In order for us to win in the Supreme Court we have to convince the court that it has to look at the big picture concerning questions like how much power you can delegate to an unelected administrative agency and how many rights you can take away before it’s too much.

Unfortunately, courts tend to look at history through a telescope—the wrong end of the telescope. Throughout American history, with few exceptions, the courts have generally trailed far behind the political system. Whether it was runaway slaves in the free states before the Civil War, or the Japanese being interred in World War II, or our current attorney general arguing that anyone designated an “enemy combatant,” even an American citizen, had no right to be taken before a court under a writ of habeas corpus.

I’m not suggesting that our Malibu LCP case is of that magnitude. Still, in the last decade or two we have gone through a political revolution in this country and in this state. We voted in term limits. Politicians cycle through so quickly that you have freshmen running the Legislature. We’ve recalled a governor, which is historic. We’ve voted in Indian gaming, and the billions it produces has filled the coffers of incumbent politicians and made a mockery of our campaign contribution laws. We’ve created a large and complicated bureaucracy that has no term limits so, as the politicians move around, the bureaucrats move into the vacuum and acquire more and more power. The boards that supposedly oversee these bureaucrats and their organizations are typically both captive and, often, impotent. These are significant issues in our world, and we’re going to the California Supreme Court to ask them to do what they should do. That is, to take a hard look at this plan and fulfill its constitutional duty and serve as a check and a balance.

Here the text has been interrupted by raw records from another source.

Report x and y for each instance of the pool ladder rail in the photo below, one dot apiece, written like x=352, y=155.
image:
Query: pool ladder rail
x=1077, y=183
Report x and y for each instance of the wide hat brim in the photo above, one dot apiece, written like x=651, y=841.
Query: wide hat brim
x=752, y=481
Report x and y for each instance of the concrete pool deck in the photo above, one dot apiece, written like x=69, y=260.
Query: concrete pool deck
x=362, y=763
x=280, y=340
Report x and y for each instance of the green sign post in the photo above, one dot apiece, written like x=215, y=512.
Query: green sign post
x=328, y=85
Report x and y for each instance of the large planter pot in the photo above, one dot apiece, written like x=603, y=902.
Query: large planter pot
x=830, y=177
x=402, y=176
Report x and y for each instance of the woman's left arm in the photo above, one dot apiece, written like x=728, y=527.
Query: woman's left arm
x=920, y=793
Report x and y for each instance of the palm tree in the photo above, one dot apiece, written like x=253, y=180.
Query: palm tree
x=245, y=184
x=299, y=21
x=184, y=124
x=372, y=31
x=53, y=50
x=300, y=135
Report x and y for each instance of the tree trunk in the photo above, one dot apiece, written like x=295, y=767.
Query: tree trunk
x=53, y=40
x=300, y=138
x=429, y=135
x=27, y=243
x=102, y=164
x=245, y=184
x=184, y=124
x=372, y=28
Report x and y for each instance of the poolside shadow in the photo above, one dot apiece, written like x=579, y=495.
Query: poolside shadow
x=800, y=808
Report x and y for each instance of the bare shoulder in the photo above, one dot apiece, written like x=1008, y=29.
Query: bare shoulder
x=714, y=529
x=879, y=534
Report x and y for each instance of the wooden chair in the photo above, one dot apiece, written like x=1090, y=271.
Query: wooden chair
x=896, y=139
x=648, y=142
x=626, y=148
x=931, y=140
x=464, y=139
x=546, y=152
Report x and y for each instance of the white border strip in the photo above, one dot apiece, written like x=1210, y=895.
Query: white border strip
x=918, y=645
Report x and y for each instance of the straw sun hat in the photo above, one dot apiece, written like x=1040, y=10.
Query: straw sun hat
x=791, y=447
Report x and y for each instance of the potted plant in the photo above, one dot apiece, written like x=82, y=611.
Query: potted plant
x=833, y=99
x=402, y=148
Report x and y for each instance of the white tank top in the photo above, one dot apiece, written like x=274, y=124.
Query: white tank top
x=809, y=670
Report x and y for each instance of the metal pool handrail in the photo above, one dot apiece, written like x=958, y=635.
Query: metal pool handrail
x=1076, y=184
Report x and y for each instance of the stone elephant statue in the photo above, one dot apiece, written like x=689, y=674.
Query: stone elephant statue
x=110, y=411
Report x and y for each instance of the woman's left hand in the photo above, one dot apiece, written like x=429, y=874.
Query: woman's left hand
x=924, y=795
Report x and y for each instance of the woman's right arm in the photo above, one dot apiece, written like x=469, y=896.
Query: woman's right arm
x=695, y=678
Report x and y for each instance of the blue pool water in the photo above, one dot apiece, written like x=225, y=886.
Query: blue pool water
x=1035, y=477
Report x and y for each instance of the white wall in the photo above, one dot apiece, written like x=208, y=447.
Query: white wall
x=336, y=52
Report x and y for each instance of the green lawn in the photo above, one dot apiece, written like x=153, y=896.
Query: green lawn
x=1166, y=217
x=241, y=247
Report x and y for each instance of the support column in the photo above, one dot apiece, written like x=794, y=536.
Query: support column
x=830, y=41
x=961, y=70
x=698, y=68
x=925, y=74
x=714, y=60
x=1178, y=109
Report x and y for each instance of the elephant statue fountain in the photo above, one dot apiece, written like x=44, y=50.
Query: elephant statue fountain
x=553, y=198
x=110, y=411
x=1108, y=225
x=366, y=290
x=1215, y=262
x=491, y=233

I wish I could say I was optimistic, but I’m not. If the Supreme Court turns us down, then we’re probably going to be forced to enforce a plan we don’t like, that we believe, in many parts, is simply blatantly illegal and is, at best, a gross overreaching by a group of very doctrinaire bureaucrats. I would guess the only ones left smiling will be the trial lawyers, because there is going to be a wave of very expensive litigation following this plan.

See you in court.

P.S. Some time ago I spoke to a politician, a very smart person, who was instrumental in getting this piece of legislation passed that allowed the Coastal Commission to write the Malibu LCP. I told him about the kind of controversy that this plan had generated and he was genuinely surprised. The bureaucracy had assured him that the legislation would fix a problem, not create new ones. The truth is, they hadn’t spent much time looking at the legislation or thought it through very carefully. As often happens in Sacramento, it had been pushed through to solve one perceived problem and ended up creating 10 new ones instead.